Der kleine Gemeindesaal war mit 40 Besucherinnen und Besuchern prall gefüllt. Im Publikum befanden sich neben Jugendlichen der katholischen Dekanatsjugend auch Mitglieder der Gemeinden Markkleeberg und Connewitz sowie Priester, Diakone und politische Verbündete ohne kirchlichen Bezug.

Teología de la liberación

Diakon Timo Niegsch (Pfarrei Leipzig-Süd) eröffnete den Abend mit einem historischen Abriss der Befreiungstheologie, indem er unterschiedliche Strömungen skizzierte und wichtige Vertreter, wie beispielsweise Oscar Romero, Ernesto Cardenal oder Camillo Torres, vorstellte. Respekt, Anerkennung und Begeisterung für die Menschen und ihre Überzeugungen waren im Publikum zu spüren. Anschließend wurde die Frage der „strukturellen Sünde“ aufgeworfen, welche den „sündhaften“ Mensch als Teil eines sündhaften Systems versteht.
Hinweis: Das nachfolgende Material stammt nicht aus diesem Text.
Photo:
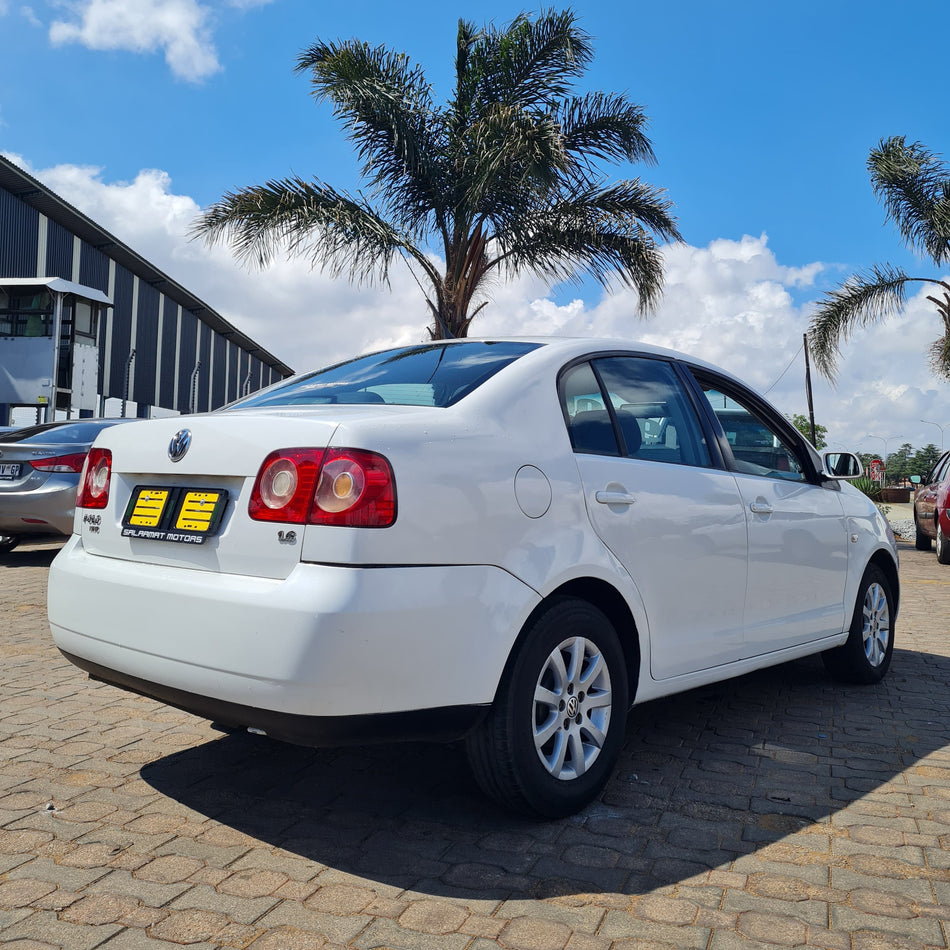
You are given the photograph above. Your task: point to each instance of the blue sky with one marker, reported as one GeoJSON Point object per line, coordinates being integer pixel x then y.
{"type": "Point", "coordinates": [762, 114]}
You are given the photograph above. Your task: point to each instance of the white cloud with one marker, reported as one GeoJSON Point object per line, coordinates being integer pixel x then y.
{"type": "Point", "coordinates": [729, 303]}
{"type": "Point", "coordinates": [178, 27]}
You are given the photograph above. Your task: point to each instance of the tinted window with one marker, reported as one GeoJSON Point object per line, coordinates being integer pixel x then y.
{"type": "Point", "coordinates": [757, 445]}
{"type": "Point", "coordinates": [68, 432]}
{"type": "Point", "coordinates": [636, 403]}
{"type": "Point", "coordinates": [436, 375]}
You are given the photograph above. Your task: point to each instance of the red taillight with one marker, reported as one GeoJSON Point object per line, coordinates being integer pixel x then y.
{"type": "Point", "coordinates": [93, 489]}
{"type": "Point", "coordinates": [344, 487]}
{"type": "Point", "coordinates": [61, 463]}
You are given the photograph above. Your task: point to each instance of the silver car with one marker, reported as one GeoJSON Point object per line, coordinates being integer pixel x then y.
{"type": "Point", "coordinates": [39, 471]}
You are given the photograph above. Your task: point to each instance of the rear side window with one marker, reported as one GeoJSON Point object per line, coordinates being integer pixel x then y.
{"type": "Point", "coordinates": [439, 374]}
{"type": "Point", "coordinates": [758, 447]}
{"type": "Point", "coordinates": [632, 406]}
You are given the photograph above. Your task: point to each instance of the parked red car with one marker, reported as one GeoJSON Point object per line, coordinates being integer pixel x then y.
{"type": "Point", "coordinates": [931, 511]}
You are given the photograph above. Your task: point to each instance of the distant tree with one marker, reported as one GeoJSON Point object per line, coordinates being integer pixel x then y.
{"type": "Point", "coordinates": [914, 185]}
{"type": "Point", "coordinates": [803, 424]}
{"type": "Point", "coordinates": [924, 460]}
{"type": "Point", "coordinates": [898, 464]}
{"type": "Point", "coordinates": [502, 179]}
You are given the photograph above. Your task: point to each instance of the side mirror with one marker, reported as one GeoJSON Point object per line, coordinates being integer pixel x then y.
{"type": "Point", "coordinates": [842, 465]}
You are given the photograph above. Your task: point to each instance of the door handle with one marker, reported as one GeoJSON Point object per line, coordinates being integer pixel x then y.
{"type": "Point", "coordinates": [614, 498]}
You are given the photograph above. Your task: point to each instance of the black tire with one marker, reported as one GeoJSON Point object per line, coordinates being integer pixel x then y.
{"type": "Point", "coordinates": [943, 545]}
{"type": "Point", "coordinates": [866, 656]}
{"type": "Point", "coordinates": [514, 754]}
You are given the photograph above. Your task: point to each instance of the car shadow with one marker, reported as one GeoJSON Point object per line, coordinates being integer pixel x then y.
{"type": "Point", "coordinates": [705, 777]}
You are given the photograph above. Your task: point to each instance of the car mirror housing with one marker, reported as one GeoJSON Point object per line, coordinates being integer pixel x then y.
{"type": "Point", "coordinates": [842, 465]}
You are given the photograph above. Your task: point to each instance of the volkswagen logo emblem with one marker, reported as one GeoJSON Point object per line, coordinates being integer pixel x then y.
{"type": "Point", "coordinates": [179, 444]}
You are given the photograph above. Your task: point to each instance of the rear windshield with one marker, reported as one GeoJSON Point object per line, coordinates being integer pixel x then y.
{"type": "Point", "coordinates": [438, 374]}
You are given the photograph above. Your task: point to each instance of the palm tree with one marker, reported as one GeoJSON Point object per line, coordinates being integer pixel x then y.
{"type": "Point", "coordinates": [914, 185]}
{"type": "Point", "coordinates": [500, 180]}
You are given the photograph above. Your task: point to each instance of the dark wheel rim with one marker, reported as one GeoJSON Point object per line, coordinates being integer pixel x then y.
{"type": "Point", "coordinates": [572, 704]}
{"type": "Point", "coordinates": [876, 629]}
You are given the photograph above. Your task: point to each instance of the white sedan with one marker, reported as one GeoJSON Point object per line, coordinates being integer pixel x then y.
{"type": "Point", "coordinates": [506, 541]}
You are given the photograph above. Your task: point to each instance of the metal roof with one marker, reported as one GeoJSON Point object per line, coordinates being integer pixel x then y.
{"type": "Point", "coordinates": [34, 193]}
{"type": "Point", "coordinates": [59, 285]}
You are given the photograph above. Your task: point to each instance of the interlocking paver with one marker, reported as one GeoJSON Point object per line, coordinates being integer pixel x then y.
{"type": "Point", "coordinates": [779, 809]}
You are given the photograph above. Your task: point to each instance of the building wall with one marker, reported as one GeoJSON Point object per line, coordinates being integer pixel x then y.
{"type": "Point", "coordinates": [168, 339]}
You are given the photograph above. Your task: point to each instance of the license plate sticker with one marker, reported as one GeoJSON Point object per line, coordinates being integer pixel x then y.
{"type": "Point", "coordinates": [185, 515]}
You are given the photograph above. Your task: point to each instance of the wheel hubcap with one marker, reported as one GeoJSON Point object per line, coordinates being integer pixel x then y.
{"type": "Point", "coordinates": [877, 624]}
{"type": "Point", "coordinates": [572, 701]}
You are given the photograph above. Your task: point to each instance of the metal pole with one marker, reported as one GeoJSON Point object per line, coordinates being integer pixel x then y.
{"type": "Point", "coordinates": [811, 407]}
{"type": "Point", "coordinates": [128, 375]}
{"type": "Point", "coordinates": [194, 391]}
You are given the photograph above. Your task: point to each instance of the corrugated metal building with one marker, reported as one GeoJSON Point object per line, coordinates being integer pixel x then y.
{"type": "Point", "coordinates": [83, 318]}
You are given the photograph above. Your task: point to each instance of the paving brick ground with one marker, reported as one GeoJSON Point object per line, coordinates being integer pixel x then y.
{"type": "Point", "coordinates": [775, 810]}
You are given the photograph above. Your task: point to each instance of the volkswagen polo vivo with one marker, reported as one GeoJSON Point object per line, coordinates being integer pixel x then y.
{"type": "Point", "coordinates": [508, 542]}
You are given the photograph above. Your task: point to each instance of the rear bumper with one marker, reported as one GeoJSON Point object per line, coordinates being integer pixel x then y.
{"type": "Point", "coordinates": [441, 725]}
{"type": "Point", "coordinates": [325, 643]}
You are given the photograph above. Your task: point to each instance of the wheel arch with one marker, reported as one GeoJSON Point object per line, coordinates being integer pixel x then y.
{"type": "Point", "coordinates": [887, 565]}
{"type": "Point", "coordinates": [606, 598]}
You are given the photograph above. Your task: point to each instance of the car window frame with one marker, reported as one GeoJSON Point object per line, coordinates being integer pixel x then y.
{"type": "Point", "coordinates": [687, 387]}
{"type": "Point", "coordinates": [782, 427]}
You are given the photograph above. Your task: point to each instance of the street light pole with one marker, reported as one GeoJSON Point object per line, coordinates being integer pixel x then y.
{"type": "Point", "coordinates": [890, 438]}
{"type": "Point", "coordinates": [940, 427]}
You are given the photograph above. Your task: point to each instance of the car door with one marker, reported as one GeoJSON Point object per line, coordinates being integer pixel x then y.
{"type": "Point", "coordinates": [674, 522]}
{"type": "Point", "coordinates": [797, 530]}
{"type": "Point", "coordinates": [925, 498]}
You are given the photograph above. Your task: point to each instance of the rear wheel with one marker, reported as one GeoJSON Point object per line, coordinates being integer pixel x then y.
{"type": "Point", "coordinates": [866, 655]}
{"type": "Point", "coordinates": [555, 730]}
{"type": "Point", "coordinates": [943, 545]}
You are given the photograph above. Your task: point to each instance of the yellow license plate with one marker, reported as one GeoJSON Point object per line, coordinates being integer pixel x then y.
{"type": "Point", "coordinates": [188, 515]}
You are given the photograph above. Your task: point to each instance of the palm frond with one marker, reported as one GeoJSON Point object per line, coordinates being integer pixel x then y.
{"type": "Point", "coordinates": [864, 298]}
{"type": "Point", "coordinates": [334, 231]}
{"type": "Point", "coordinates": [605, 126]}
{"type": "Point", "coordinates": [532, 63]}
{"type": "Point", "coordinates": [609, 233]}
{"type": "Point", "coordinates": [940, 356]}
{"type": "Point", "coordinates": [386, 105]}
{"type": "Point", "coordinates": [914, 185]}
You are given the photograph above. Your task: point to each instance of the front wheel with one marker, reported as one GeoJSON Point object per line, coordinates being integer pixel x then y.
{"type": "Point", "coordinates": [550, 742]}
{"type": "Point", "coordinates": [943, 545]}
{"type": "Point", "coordinates": [866, 655]}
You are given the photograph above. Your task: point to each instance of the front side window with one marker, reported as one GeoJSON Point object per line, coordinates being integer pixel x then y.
{"type": "Point", "coordinates": [633, 406]}
{"type": "Point", "coordinates": [439, 374]}
{"type": "Point", "coordinates": [757, 446]}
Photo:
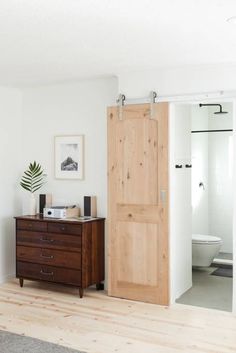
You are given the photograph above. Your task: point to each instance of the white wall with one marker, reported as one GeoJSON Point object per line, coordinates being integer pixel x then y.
{"type": "Point", "coordinates": [10, 154]}
{"type": "Point", "coordinates": [181, 80]}
{"type": "Point", "coordinates": [180, 200]}
{"type": "Point", "coordinates": [220, 158]}
{"type": "Point", "coordinates": [70, 109]}
{"type": "Point", "coordinates": [212, 164]}
{"type": "Point", "coordinates": [199, 121]}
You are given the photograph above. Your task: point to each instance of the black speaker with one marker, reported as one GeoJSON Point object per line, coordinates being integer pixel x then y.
{"type": "Point", "coordinates": [44, 200]}
{"type": "Point", "coordinates": [90, 206]}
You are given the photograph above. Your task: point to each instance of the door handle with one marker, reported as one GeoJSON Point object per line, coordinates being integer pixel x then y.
{"type": "Point", "coordinates": [46, 273]}
{"type": "Point", "coordinates": [47, 240]}
{"type": "Point", "coordinates": [47, 256]}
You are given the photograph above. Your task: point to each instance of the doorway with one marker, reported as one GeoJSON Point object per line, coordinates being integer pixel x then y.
{"type": "Point", "coordinates": [202, 203]}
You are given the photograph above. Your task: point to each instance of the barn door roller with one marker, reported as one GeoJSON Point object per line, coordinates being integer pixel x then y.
{"type": "Point", "coordinates": [121, 99]}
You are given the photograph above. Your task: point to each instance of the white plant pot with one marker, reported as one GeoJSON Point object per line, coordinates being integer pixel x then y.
{"type": "Point", "coordinates": [32, 205]}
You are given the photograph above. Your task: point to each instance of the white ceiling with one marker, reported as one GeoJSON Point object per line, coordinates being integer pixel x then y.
{"type": "Point", "coordinates": [46, 41]}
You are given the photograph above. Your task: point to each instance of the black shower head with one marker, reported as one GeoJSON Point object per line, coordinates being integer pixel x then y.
{"type": "Point", "coordinates": [214, 105]}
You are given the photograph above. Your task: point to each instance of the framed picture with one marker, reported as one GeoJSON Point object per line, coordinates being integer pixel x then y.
{"type": "Point", "coordinates": [69, 157]}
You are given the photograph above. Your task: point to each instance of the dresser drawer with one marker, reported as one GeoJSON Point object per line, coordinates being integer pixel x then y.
{"type": "Point", "coordinates": [48, 273]}
{"type": "Point", "coordinates": [49, 257]}
{"type": "Point", "coordinates": [49, 240]}
{"type": "Point", "coordinates": [65, 228]}
{"type": "Point", "coordinates": [31, 225]}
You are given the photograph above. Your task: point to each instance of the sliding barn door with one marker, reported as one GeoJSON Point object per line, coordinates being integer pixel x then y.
{"type": "Point", "coordinates": [138, 202]}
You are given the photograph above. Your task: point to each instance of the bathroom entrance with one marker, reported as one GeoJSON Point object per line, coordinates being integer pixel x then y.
{"type": "Point", "coordinates": [202, 165]}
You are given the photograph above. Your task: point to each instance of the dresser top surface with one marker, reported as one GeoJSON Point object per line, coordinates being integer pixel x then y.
{"type": "Point", "coordinates": [72, 220]}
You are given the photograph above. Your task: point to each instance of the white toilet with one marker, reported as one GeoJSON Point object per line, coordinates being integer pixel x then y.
{"type": "Point", "coordinates": [204, 249]}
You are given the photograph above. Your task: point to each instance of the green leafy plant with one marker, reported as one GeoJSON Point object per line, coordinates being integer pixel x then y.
{"type": "Point", "coordinates": [33, 178]}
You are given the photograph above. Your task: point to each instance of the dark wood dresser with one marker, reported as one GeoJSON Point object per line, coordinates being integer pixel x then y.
{"type": "Point", "coordinates": [61, 251]}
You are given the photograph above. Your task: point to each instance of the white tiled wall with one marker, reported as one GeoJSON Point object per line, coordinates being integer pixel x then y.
{"type": "Point", "coordinates": [212, 164]}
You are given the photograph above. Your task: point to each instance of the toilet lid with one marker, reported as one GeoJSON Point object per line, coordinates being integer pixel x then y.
{"type": "Point", "coordinates": [202, 238]}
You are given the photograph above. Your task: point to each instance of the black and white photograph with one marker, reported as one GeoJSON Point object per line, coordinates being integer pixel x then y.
{"type": "Point", "coordinates": [69, 157]}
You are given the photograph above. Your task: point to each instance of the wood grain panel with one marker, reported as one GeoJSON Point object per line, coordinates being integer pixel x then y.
{"type": "Point", "coordinates": [138, 203]}
{"type": "Point", "coordinates": [137, 213]}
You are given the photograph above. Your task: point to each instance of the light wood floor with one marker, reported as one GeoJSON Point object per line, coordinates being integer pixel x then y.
{"type": "Point", "coordinates": [101, 324]}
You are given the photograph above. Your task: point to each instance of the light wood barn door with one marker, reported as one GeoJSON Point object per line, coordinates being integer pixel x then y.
{"type": "Point", "coordinates": [138, 203]}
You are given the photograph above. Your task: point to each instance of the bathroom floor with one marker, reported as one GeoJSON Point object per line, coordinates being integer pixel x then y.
{"type": "Point", "coordinates": [208, 291]}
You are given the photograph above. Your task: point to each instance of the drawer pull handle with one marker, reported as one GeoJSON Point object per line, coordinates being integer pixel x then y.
{"type": "Point", "coordinates": [47, 256]}
{"type": "Point", "coordinates": [46, 273]}
{"type": "Point", "coordinates": [47, 240]}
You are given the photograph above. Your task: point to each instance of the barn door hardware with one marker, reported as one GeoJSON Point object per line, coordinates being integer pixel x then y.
{"type": "Point", "coordinates": [121, 100]}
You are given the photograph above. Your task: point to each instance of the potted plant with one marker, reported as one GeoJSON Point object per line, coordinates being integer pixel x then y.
{"type": "Point", "coordinates": [33, 180]}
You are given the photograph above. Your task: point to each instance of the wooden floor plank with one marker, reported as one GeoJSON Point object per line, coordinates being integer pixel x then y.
{"type": "Point", "coordinates": [101, 324]}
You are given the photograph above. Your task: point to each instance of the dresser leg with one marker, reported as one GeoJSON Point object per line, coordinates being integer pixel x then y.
{"type": "Point", "coordinates": [100, 286]}
{"type": "Point", "coordinates": [81, 292]}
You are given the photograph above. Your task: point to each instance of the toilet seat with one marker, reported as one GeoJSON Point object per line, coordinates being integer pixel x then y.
{"type": "Point", "coordinates": [205, 239]}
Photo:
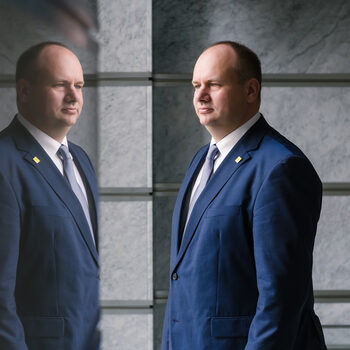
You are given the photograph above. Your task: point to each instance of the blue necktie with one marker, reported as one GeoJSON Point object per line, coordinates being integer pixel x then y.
{"type": "Point", "coordinates": [206, 174]}
{"type": "Point", "coordinates": [68, 169]}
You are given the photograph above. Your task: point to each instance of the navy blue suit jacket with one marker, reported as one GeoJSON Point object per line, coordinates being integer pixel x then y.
{"type": "Point", "coordinates": [48, 261]}
{"type": "Point", "coordinates": [242, 276]}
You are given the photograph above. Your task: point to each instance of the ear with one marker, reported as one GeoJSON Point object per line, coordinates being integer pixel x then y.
{"type": "Point", "coordinates": [23, 88]}
{"type": "Point", "coordinates": [252, 90]}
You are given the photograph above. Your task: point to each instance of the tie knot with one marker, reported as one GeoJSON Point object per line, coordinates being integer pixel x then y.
{"type": "Point", "coordinates": [63, 152]}
{"type": "Point", "coordinates": [213, 151]}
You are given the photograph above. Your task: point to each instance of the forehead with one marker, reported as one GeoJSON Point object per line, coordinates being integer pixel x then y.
{"type": "Point", "coordinates": [217, 62]}
{"type": "Point", "coordinates": [57, 61]}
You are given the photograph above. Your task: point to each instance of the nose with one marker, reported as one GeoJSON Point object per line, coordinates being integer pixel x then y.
{"type": "Point", "coordinates": [71, 94]}
{"type": "Point", "coordinates": [202, 94]}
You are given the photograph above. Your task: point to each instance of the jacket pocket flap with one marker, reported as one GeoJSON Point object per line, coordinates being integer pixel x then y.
{"type": "Point", "coordinates": [230, 326]}
{"type": "Point", "coordinates": [43, 326]}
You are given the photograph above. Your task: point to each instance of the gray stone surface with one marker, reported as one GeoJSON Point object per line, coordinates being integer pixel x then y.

Der Kapitalismus zwingt hungernde Menschen zum Diebstahl, da weder der Hunger allein noch ein Gebet Brot auf den Teller bringt. Der christliche Auftrag besteht folglich darin, die Herrschaftsverhältnisse der Ungerechtigkeit zu zerschlagen. Die Befreiungstheologie bietet diesbezüglich unterschiedlichste Ansätze: Vom Aufbau von Basisgemeinden bis hin zum bewaffneten Kampf gegen die Ausbeutungsstrukturen.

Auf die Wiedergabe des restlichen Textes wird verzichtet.